Transformers from Scratch

cgearhart · on Aug 23, 2019

This is a _great_ article. One of the things I enjoy most is finding new ways to understand or think about things I already feel like I know. This article helped me do both with transformer networks. I especially liked how explicitly and simply things were explained like queries, keys, and values; permutation equivariance; and even the distinction between learned model parameters and parameters derived from the data (like the attention weights).

The author quotes Feynman, and I think this is a great example of his concept of explaining complex subjects in simple terms.

dusted · on Aug 23, 2019

And here I was, excited to learn something about actual transformers, something involving wire and metal..

myself248 · on Aug 23, 2019

Same. Magnetization current and core saturation are fairly fundamental properties influencing transformer design, but they're barely even mentioned in introductory texts.

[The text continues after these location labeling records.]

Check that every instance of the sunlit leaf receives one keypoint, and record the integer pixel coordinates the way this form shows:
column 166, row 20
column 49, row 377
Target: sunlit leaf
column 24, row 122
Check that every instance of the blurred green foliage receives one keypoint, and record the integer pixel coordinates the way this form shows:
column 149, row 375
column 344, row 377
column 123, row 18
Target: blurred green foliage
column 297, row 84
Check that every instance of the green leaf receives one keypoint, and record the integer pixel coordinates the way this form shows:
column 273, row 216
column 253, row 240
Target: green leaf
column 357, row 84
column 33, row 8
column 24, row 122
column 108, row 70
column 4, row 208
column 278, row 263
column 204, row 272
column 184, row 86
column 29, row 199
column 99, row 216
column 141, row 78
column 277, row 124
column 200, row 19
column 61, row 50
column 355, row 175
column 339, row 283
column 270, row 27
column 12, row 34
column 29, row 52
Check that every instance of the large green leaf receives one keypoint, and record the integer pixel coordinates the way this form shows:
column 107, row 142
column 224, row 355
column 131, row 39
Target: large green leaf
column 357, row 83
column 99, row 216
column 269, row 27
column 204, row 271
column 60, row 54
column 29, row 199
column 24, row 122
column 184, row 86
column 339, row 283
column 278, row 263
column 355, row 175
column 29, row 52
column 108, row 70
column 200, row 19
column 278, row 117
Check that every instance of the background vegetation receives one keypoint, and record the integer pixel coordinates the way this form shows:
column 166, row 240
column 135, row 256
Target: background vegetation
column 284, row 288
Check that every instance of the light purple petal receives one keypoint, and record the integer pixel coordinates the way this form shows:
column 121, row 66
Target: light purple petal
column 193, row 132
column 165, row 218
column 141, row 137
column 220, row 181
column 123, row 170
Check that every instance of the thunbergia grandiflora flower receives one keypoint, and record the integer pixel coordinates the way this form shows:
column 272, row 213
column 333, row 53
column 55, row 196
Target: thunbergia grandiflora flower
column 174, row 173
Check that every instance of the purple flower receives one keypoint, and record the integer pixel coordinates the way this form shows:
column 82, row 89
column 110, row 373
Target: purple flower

I feel like a lot of modern transformers are just sort of cargo-cult imports of old designs because everyone who knew the salient parameters has retired and the current crew just kinda nudges things until they work. A from-scratch explanation, up to the current state of the art, would be invaluable to anyone who deals with them.

But nah. This is HN, where headlines are their own code.

petemc_ · on Aug 23, 2019

In that case you might enjoy this:

https://ludens.cl/paradise/turbine/turbine.html

Was posted here a while back. Fascinating guy.

CDSlice · on Aug 23, 2019

I thought it would be about making a Transformers like toy using 3D printing or something.

skohan · on Aug 23, 2019

That would be a really neat project: printing a functional transformer as a single piece.

NKCSS · on Aug 23, 2019

Same here, would have loved a build creating some actual transformers :)

megous · on Aug 23, 2019

We did in school on a coil winding machine, and also learned the math.

I don't rember the winding part being that much fun. :)

It was something old, akin to this: https://www.youtube.com/watch?v=Y-GyMYZ8yTU

segfaultbuserr · on Aug 23, 2019

RF transformers (in forms of various coils, chokes, baluns, etc) are more interesting and complex to analyze. I once winded three of them, and none worked. I thought I finally found an article that explains the subject, well, not a chance ;-)

quickthrower2 · on Aug 23, 2019

I was hoping for monad transformers.

rzk · on Aug 23, 2019

This is the best article I have read so far explaining the transformer architecture. The clear and intuitive explanation can’t be praised enough.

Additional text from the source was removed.